Une nouvelle étude publiée dans la revue Marine Environmental Research a analysé la résilience des écosystèmes des sources hydrothermales des profondeurs marines afin d’enrichir les connaissances sur le fonctionnement écologique de ces systèmes encore peu connus.
En 2017, des chercheurs du laboratoire « Environnement profond » de l’Ifremer ont mis le cap sur l’archipel des Açores dans le cadre d’une campagne intitulée Momarsat. L’objectif était des tester la résilience des écosystèmes des sources hydrothermales pour savoir à quel rythme la recolonisation et la cicatrisation des zones détruites s’opère. Les sources hydrothermales sont des sources d’eau chaude observées au niveau des dorsales océaniques. Lors de leurs recherches, les scientifiques se sont intéressés au relief sous-marin médio-Atlantique. Ils ont posé 13 cadres de 30 cm par 30 cm appelés quadrats, autour d’un édifice hydrothermal et ont retiré toute la faune présente.
Les biologistes ont ensuite observé l’ordre des retours des espèces sur les quadrats. Ils notent que les crabes et les crevettes sont les premiers à réinvestir les lieux. Ces espèces « opportunistes » profitent des restes de matière organique laissés sur le substrat lors du nettoyage et des émissions de fluides plus chaudes sur ces zones dénudées. Puis, les tapis microbiens se reforment sur le substrat et les gastéropodes, organismes brouteurs, recolonisent petit à petit l’espace. Les moules Bathymodiolus azoricus semblent être les dernières à retrouver leur place.

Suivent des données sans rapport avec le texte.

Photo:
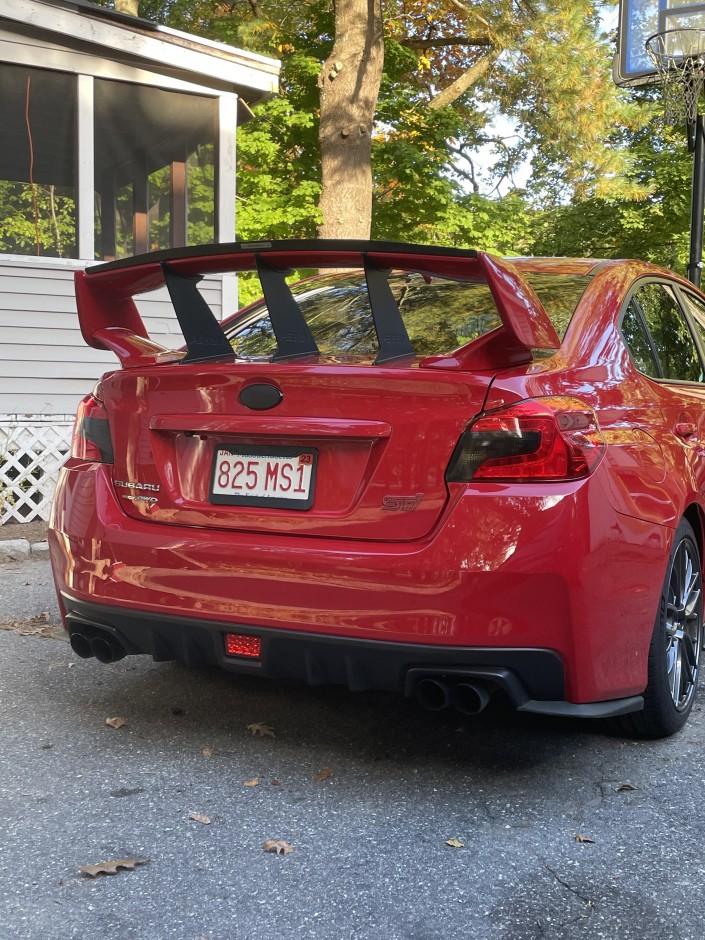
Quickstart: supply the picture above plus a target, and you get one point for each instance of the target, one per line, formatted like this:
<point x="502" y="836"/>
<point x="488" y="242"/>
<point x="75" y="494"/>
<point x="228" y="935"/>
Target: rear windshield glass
<point x="439" y="314"/>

Les résultats publiés dans la revue Marine Environmental Research revèlent que la biodiversité des sources hydrothermales se régénère, mais en faible quantité. La masse totale des organismes vivants estimée sur les quadrats n’est revenue qu’à 10% de sa valeur d’origine. « Les zones impactées n’ont pas récupéré des perturbations à petite échelle que nous leur avons fait subir », explique Marjolaine Matabos, chercheure en écologie benthique au laboratoire « Environnement profond » de l’Ifremer dans un communiqué. « La dorsale Atlantique est une zone assez calme avec des éruptions volcaniques très rares. Dans le Pacifique, où des zones similaires sont impactées tous les 10-15 ans par des coulées de laves, la faune se serait potentiellement adaptée à ces perturbations fréquentes leur permettant de réinvestir plus vite les substrats mis à nu. »
Les sources hydrothermales sont très convoitées pour leurs ressources minières. L’Ifremer a interrogé la scientifique pour savoir s’il était possible d’extrapoler les résultats obtenus pour anticiper les impacts d’une exploitation des ressources minérales à grande échelle et a récolté une réponse négative. En effet, le changement d’échelle est trop important. « Nous parlons ici de moins d’un mètre carré quand les éventuelles futures exploitations minières s’étaleront sur des kilomètres. Certaines espèces qui ont pu migrer vers les quadrats dénudés sont en réalité peu mobiles et ne voyagent pas d’un site à l’autre. En plus, l’apport de larves pour recoloniser le milieu pourrait être différent dans le cas où les populations adultes se situeraient à des centaines de kilomètres », indique-t-elle.